Uniswap, yakın zamanda V3 sürümünü duyurdu ve varlıkları piyasa yapıcılık servislerine ödünç veren kripto para cüzdanlarına NFT çıkaracaklarını açıkladı. Uniswap’taki likidite sağlayıcıları (LP’ler), likiditeyi sağladıkları ve traderların pozisyonlarına girip çıkmalarına yardımcı oldukları için temel olarak borsadaki piyasa yapıcılarıdır. V3 versiyonundaki kilit özellik, likidite sağlayıcılarının belirli fiyat aralıklarında likiditeye katkıda bulunmasını sağlayacak olan konsantre likidite olacak. Bu, teorik olarak, sermaye verimliliğini artıracak ve ayrıca kullanıcıların destek ve direnç aralıklarında likidite tahsis etmelerini sağlayacak. NFT’lerin her biri, depozitoyu temsil eden özel parlak bir görsel ile birlikte geliyor. NFT’lerin entegrasyonu sayesinde, likidite sağlayıcıları daha esnek olacak. Örneğin, eskiden V2 sürümünde iki varlık çifti için dolar eşdeğerleri yaklaşık olarak birbirine eşit %50 dağılımla likidite sağlarlarken V3 sürümünde likidite tahsislerini istedikleri aralıklarda koyabiyorlar. Buna göre likidite havuzunun kompozisyonunu teşkil eden kripto varlıkların oranı %50 den farklı olabiliyor. Burada yalnız bir uyarıda bulunmamız gerek. Likidite tahsis aralığı ne kadar genişse geçici kayıp tutarı azalıyor.

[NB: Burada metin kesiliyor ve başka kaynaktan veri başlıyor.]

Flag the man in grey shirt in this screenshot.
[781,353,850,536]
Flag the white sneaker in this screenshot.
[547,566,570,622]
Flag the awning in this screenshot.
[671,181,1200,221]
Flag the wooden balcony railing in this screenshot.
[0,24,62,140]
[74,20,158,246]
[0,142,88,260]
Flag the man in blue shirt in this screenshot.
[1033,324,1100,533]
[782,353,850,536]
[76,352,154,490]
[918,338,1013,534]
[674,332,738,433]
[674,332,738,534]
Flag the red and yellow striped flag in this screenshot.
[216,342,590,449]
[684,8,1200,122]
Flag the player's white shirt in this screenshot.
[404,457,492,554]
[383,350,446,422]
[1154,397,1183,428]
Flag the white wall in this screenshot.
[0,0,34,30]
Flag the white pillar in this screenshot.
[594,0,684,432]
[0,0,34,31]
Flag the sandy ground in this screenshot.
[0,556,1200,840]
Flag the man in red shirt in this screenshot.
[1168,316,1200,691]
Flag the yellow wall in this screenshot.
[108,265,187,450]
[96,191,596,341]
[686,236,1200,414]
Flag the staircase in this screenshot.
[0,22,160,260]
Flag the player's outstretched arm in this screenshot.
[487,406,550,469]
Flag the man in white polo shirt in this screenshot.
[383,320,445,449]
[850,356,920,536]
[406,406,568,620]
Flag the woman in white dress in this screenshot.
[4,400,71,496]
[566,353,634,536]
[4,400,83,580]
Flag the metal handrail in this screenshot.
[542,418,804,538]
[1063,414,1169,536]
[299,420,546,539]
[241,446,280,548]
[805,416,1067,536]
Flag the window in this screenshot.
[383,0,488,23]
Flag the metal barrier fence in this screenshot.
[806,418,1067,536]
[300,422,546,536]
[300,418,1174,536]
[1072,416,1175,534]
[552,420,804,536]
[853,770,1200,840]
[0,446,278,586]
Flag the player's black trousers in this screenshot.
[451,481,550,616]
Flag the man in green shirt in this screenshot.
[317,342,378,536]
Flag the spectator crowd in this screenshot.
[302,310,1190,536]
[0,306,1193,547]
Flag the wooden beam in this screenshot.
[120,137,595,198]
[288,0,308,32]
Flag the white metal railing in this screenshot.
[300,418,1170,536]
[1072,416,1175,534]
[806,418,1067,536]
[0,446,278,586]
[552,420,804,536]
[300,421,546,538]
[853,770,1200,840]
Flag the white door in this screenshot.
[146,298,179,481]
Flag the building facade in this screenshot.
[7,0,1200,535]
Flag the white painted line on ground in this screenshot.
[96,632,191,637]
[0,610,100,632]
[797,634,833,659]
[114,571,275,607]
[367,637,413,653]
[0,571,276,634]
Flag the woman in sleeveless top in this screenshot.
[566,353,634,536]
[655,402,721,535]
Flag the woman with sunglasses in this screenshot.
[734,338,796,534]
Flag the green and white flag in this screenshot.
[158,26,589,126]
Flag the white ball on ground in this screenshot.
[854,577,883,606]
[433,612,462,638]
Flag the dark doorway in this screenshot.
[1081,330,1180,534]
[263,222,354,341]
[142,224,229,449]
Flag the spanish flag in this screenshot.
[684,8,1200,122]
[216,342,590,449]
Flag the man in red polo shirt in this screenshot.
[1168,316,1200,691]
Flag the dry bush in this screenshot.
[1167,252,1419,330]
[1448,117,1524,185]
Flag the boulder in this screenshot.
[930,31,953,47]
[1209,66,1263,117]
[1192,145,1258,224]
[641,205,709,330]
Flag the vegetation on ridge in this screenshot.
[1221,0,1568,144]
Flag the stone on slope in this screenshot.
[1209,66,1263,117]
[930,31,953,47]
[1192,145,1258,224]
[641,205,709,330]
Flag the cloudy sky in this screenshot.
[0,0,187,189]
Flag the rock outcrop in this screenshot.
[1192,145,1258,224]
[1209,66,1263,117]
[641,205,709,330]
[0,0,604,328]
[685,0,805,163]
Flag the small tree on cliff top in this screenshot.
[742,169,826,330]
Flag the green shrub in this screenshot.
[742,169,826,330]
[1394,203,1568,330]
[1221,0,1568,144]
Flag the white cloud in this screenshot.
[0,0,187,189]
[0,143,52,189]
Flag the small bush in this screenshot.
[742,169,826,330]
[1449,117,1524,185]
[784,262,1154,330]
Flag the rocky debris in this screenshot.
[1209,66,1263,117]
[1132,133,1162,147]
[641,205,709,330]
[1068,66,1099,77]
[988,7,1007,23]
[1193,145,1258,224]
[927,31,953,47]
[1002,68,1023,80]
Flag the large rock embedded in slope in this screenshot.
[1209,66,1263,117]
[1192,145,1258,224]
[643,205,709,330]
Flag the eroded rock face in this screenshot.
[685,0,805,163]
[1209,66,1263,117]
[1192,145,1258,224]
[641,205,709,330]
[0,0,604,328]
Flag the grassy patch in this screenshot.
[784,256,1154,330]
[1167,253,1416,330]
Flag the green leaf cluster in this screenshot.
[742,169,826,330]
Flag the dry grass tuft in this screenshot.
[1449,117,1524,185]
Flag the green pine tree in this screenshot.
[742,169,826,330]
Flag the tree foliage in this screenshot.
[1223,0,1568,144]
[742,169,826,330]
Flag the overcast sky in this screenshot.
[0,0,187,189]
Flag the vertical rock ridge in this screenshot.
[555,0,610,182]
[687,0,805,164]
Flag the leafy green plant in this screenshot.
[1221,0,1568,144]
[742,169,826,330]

Örneğin USDT-ETH havuzunu 1 ETH =2000 USDT ila 2500 USDT aralığında likidite tahsisi yaparsanız fiyat 2000 doların altına indiğinde elinizde hiç tether kalmıyor ve %100 ETH ile havuz dışı kalıyorsunuz. Benzer şekilde ETH fiyatı 2500 doların üstüne çıkarsa elinizdeki tüm ETH’ler satılıyor ve sadece likit USDT ile havuzunuz devre dışı kalıyor. Havuzu kapatmazsanız, fiyatlar tekrar bu tahsis aralıklarına gelirse, komisyon gelirlerinden pay almaya devam ediyorsunuz. V2 sürümünde Otomatik Piyasa Yapıcı (AMM) algoritmaları her şekilde likidite sağlamanızı tesis ederken V3 sürümünde kontrol artık tamamen sizde oluyor.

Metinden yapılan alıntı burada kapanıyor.